La liberté fut rendue à la presse; la Convention s'attribua les pouvoirs de la commune de Paris et se chargea de gouverner la ville; les assemblées des sections ne purent plus avoir lieu que le décadi; et les quarante sous par jour que l'on donnait aux ouvriers pour leur assistance à ces assemblées furent supprimés.

Les prisons furent ouvertes, et, malgré l'opposition montagnarde, les innombrables détenus comme suspects furent relâchés; et comme Collot-d'Herbois s'en plaignait : « Nous avons, il est vrai, » lui dit Legendre, « pour déblayer les prisons, d'autres moyens que vous. » La loi du 22 prairial fut abolie; le tribunal révolutionnaire cessa presque de fonctionner et finit par être supprimé. Fouquier-Tinville fut mis en accusation. Les Montagnards parvinrent à faire durer son procès plus de huit mois; et il se crut même longtemps sûr de l'impunité : « Tout ce que j'ai fait, » disait-il à la Convention, « c'est vous qui me l'aviez ordonné. J'étais la hache de la Convention. Punit-on une hache? » Mais ils ne purent le sauver, non plus que la plupart des jurés et des juges du tribunal révolutionnaire, qui furent condamnés avec lui.

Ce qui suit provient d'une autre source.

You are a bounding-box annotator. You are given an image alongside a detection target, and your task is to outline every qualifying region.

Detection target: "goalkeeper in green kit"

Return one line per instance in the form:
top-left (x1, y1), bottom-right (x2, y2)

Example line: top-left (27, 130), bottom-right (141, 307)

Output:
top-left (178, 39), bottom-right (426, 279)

La réaction continuait rapidement, mais seulement dans le sens républicain. La voix publique criait vengeance contre ceux que l'on appelait buveurs de sang, et cette voix se faisait obéir. Les Thermidoriens repoussaient toute assimilation avec la Terreur et secondaient avec ardeur la réaction pour se laver de toute complicité avec Robespierre. Joseph Lebon, Carrier et les plus cruels d'entre ceux qu'on appelait les proconsuls, payèrent de leur tête l'abus qu'ils avaient fait de leur pouvoir.

Tout cela n'avait pas lieu sans que la Montagne et les Jacobins poussassent des cris de réprobation et de fureur. Ils accusaient la majorité d'être royaliste et aristocrate.